Heuristiques vs optimisation
Pourquoi les règles empiriques mènent systématiquement à des résultats pas optimaux dans les portefeuilles d'investissement complexes
Dans beaucoup d'entreprises, les décisions d'investissement ne viennent pas d'un espace décisionnel complet et évalué de manière formelle.
Elles viennent de la simplification.
Les règles empiriques, les indicateurs standard et les routines éprouvées réduisent la complexité et accélèrent les décisions.
Mais c'est justement ces heuristiques qui, dans les contextes modernes de CapEx et de portefeuille, font souvent que le capital n'est pas investi dans la meilleure combinaison de projets.
Dans le cadre de notre analyse de la qualité des décisions, nous avons identifié « heuristiques vs optimisation » comme un mécanisme central qui explique structurellement les décisions d'investissement sous-optimales.
Définition
Les heuristiques sont des règles de décision simplifiées qui fournissent des réponses rapides sans calculer l'ensemble de l'espace décisionnel.
L'optimisation consiste à évaluer systématiquement un espace décisionnel formellement défini sous des contraintes explicites afin de déterminer la meilleure combinaison.
Les heuristiques ne sont pas fondamentalement mauvaises.
Elles sont toutefois limitées lorsque la complexité, les dépendances et les restrictions budgétaires dominent.
Pourquoi les entreprises utilisent-elles des heuristiques ?
Les heuristiques apparaissent pour des raisons compréhensibles. :
- Contrainte de temps : Les décisions doivent être prises rapidement.
- Réduction de la complexité : De nombreux projets ne semblent pas pouvoir être évalués simultanément.
- Standardisation des processus : Des règles uniformes créent une gouvernance et une comparabilité.
- Sécurité psychologique : Une règle empirique semble plus stable qu'une réévaluation complète.
Le problème : ces avantages s'appliquent surtout dans les situations de décision simples.
Heuristiques typiques dans le processus d'investissement
Dans la pratique, les éléments suivants dominent souvent :
- Période de récupération : Accent mis sur les retours rapides, ignorance des flux de trésorerie ultérieurs.
- Seuils de ROI : Les projets sont filtrés en fonction du ROI minimum, sans tenir compte des effets de portefeuille.
- WACC uniforme : Actualisation standard malgré des risques de projet différents.
- « Importance stratégique »: Des étiquettes qualitatives remplacent la logique d'évaluation formelle.

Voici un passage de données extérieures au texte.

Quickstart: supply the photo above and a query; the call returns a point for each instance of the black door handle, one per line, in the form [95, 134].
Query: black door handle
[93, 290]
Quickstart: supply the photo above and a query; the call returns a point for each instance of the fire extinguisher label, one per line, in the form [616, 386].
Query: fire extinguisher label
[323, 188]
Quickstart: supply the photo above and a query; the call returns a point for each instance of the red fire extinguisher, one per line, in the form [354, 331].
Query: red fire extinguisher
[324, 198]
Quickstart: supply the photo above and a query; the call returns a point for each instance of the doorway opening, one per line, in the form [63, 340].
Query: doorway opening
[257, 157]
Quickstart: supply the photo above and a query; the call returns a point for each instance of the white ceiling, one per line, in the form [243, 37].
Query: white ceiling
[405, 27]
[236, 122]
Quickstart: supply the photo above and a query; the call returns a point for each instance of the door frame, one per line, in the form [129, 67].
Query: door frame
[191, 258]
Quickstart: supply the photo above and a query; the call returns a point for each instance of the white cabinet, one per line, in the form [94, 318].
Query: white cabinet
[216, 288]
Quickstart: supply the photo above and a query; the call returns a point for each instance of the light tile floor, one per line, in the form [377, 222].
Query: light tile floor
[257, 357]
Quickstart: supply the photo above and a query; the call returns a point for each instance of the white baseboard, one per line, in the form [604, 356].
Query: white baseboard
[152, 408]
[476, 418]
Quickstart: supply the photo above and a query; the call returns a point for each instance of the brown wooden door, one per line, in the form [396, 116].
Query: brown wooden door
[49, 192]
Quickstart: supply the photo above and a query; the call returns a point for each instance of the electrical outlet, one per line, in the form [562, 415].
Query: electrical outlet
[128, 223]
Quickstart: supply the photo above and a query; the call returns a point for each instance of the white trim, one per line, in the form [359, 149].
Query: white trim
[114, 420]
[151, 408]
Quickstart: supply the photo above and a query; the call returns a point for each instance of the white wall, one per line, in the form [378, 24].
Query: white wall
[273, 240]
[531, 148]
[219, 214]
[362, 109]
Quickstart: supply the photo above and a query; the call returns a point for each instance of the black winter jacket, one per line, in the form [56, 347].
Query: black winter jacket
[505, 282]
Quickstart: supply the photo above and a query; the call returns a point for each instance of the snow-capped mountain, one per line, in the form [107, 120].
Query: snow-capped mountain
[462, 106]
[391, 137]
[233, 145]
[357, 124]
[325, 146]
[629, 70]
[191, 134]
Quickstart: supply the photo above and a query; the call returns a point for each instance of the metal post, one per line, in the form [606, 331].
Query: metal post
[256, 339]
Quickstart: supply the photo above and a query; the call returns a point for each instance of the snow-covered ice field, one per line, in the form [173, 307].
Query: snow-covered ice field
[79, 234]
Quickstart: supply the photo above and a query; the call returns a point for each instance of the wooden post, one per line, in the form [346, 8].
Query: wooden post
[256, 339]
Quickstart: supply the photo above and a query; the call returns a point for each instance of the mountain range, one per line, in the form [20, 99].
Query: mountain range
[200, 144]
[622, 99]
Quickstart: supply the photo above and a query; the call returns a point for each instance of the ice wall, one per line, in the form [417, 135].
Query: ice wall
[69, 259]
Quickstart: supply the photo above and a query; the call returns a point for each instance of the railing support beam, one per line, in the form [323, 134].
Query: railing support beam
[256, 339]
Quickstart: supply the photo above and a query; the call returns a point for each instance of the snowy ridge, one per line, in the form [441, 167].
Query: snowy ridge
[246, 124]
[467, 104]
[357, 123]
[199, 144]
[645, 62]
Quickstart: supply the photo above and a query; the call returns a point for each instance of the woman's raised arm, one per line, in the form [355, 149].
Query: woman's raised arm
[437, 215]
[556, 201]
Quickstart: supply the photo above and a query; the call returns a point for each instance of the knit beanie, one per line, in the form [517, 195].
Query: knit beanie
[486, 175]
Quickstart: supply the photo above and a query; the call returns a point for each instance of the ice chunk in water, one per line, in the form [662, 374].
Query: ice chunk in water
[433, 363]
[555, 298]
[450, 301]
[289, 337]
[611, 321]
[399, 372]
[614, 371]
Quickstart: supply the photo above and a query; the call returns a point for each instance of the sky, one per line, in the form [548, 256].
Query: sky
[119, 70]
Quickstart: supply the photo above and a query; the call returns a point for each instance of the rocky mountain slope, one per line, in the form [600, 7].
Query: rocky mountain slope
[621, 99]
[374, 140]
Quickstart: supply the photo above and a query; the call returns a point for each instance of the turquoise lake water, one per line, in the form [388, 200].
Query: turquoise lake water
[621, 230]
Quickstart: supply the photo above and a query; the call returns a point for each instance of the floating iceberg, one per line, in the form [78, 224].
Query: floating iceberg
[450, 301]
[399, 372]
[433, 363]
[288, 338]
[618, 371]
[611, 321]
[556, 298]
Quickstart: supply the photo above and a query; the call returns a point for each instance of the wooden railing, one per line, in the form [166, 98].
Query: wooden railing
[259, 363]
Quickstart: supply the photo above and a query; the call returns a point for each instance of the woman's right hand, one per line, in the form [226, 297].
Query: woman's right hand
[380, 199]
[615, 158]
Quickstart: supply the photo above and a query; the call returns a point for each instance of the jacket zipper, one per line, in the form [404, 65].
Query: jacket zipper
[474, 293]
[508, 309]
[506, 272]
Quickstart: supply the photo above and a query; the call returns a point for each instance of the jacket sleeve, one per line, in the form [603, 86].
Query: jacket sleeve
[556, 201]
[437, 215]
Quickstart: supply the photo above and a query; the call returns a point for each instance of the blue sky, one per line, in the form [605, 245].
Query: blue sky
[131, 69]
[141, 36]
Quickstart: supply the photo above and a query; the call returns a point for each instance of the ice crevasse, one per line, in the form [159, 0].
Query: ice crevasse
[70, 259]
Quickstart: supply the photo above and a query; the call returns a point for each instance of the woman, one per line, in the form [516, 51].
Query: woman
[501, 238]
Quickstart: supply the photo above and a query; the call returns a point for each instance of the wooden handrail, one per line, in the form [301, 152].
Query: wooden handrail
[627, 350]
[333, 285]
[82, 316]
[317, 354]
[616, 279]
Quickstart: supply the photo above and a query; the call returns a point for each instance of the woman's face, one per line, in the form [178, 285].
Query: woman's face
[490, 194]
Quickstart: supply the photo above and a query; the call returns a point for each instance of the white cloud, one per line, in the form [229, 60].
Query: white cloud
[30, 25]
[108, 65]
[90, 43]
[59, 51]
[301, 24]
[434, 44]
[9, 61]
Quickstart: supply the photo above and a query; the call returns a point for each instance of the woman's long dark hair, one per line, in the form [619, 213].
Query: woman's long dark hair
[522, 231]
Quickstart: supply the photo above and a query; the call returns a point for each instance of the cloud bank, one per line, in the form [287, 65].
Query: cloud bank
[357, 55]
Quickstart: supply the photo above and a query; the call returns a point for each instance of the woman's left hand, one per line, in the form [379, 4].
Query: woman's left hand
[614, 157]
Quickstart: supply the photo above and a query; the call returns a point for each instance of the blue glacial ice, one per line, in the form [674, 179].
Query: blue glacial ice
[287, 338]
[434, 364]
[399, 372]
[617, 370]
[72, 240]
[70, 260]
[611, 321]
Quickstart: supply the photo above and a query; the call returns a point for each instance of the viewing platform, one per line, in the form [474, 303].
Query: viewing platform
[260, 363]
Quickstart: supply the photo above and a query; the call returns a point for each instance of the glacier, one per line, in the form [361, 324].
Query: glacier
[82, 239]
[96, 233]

- Logique de réputation : Les projets sont classés par ordre de priorité en fonction du pouvoir ou des responsabilités internes.
Ces règles semblent plausibles, mais elles sont locales.
Elles ne génèrent pas une allocation optimale au niveau mondial.
Pourquoi les heuristiques échouent dans les portefeuilles
Un portefeuille d'investissement n'est pas un ensemble de projets isolés.
C'est un système composé de :
- restrictions budgétaires
- limites de capacité
- dépendances entre projets
- profils de paiement dans le temps
- conflits d'objectifs (par exemple, retour sur investissement, risque, impact, stratégie)
Il en résulte un espace de décision combinatoire : ce n'est pas l'évaluation des projets individuels qui est déterminante, mais la qualité de la combinaison.
Les heuristiques évaluent généralement un projet.
L'optimisation évalue la meilleure combinaison.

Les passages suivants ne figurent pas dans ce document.